Which leads me to the heart of the problem. The reason why I think it is so much more painful to be overcharged or defrauded in Tunisia is because all business takes place on a very personal level. Stories are shared and tea is drunk before money exchanges hands. Thus, when a business deal doesn’t turn out as expected, it has the added sting of betrayal. It also allows emotions of disappointment, obligation, and pity to enter an otherwise innocuous business transaction. I would wager that most of the time when you get duped in the market, it is not because you don’t know you are getting a bad deal; it is because you feel too awkward and guilty to decline. If we get cheated by an impersonal company or policy, however, it is just another day at the office.

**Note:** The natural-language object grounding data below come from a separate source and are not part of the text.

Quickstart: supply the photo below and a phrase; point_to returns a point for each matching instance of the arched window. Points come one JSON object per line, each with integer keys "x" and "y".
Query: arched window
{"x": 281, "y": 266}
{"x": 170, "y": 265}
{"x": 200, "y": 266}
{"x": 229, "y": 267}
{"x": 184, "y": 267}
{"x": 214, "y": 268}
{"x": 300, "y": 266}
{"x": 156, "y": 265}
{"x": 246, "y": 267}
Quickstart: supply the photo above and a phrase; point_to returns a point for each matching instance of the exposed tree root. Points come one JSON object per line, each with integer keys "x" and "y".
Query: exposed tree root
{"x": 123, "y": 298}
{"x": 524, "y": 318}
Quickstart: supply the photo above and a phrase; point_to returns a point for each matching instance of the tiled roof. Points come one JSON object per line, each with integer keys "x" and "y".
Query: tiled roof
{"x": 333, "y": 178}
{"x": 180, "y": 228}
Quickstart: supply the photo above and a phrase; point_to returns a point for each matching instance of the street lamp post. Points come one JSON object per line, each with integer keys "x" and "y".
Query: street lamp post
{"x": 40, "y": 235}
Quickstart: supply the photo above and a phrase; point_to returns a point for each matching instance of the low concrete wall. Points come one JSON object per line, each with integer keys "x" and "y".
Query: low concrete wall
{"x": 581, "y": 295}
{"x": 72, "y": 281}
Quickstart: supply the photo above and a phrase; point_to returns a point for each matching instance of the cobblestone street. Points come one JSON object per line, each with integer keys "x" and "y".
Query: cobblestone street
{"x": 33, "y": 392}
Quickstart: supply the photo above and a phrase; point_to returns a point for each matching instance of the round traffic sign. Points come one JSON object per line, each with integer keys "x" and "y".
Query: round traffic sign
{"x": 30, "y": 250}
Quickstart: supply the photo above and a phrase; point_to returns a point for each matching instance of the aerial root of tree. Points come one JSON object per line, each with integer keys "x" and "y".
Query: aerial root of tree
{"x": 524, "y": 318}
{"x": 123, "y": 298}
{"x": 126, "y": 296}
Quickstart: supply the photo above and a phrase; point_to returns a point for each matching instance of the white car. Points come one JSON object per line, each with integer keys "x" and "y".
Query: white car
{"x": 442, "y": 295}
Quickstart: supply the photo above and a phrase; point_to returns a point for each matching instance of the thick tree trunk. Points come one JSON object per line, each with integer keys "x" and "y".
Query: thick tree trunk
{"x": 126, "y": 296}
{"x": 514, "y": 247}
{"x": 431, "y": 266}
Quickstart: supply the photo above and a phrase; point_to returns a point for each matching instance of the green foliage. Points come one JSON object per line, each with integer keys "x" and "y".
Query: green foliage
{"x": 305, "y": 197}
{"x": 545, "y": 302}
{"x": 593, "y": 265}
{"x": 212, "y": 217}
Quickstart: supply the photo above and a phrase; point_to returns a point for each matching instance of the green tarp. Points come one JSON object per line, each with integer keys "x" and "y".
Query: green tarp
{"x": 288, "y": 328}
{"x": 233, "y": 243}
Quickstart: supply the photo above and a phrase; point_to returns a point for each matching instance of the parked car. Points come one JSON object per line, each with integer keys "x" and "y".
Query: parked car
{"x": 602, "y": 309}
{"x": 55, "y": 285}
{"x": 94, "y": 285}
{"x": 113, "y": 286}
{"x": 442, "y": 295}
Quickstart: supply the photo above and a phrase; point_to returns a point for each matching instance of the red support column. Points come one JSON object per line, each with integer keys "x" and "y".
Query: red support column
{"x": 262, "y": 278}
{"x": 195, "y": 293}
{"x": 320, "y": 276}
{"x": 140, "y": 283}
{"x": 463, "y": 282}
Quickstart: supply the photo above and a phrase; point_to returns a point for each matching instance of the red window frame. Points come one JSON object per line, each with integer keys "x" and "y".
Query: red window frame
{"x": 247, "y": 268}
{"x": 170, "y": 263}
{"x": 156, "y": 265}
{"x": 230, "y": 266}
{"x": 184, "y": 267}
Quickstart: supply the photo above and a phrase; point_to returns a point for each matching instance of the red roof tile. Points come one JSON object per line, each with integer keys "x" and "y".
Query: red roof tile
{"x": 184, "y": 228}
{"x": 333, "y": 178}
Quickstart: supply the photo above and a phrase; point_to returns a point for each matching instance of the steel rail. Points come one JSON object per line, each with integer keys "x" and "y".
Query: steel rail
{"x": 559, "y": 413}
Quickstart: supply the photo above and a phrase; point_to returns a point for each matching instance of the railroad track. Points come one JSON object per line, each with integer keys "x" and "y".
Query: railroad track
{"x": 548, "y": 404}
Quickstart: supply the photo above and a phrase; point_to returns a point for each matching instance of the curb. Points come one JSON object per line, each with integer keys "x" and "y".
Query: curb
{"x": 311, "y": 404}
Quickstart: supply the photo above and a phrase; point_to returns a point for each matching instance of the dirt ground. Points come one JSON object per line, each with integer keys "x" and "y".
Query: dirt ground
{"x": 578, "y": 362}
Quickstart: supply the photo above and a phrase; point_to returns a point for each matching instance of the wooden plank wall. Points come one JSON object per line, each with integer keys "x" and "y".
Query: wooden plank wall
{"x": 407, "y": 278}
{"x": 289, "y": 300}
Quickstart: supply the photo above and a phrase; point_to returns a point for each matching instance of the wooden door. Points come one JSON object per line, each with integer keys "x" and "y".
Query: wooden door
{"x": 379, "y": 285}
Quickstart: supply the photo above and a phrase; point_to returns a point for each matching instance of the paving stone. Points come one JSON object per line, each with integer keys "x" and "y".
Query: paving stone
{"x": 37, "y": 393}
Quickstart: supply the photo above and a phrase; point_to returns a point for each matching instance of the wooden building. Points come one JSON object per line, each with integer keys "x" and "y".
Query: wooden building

Once I came to this realization I started to compare other things between the tourist industry back home and here and realized the Tunisian way actually gives more possibility for improvement. If you go to a museum in Washington, D.C., the vendors have a monopoly and are owned by a company that sets firm and exorbitant prices. No matter how hard you try, that can of Coke will still cost $3. But in Tunisia, if you know the real price of things, you can negotiate for a better deal. I feel like a taxi driver is trying to take advantage of me when he offers a fixed price from the airport rather than using the meter, but I accept the same treatment from a taxi driver in America because he works for a big taxi agency that printed the fixed rate on a sign. We buy insurance and pay incredible medical fees in the U.S., while the same products and services are available here at a fraction of the cost.
Decrying the annoyances of the informal Tunisian hospitality sector will not change anything, but altering how you perceive it may allow you to have a happier time. Once I realized that I’m getting screwed over just as much (or possibly less) than back home and that the personal nature of the transactions was the real reason causing me grief, I felt less attacked in my daily life.
Because flexible pricing and personal business relationships exist in the economy, you can be rewarded by knowing more pricing information, looking to what locals do in similar situations as guidance, and speaking some Tunisian Arabic. Don’t take things personally, and, most importantly, don’t let bad experiences make you jaded – sometimes that flower festival really does exist.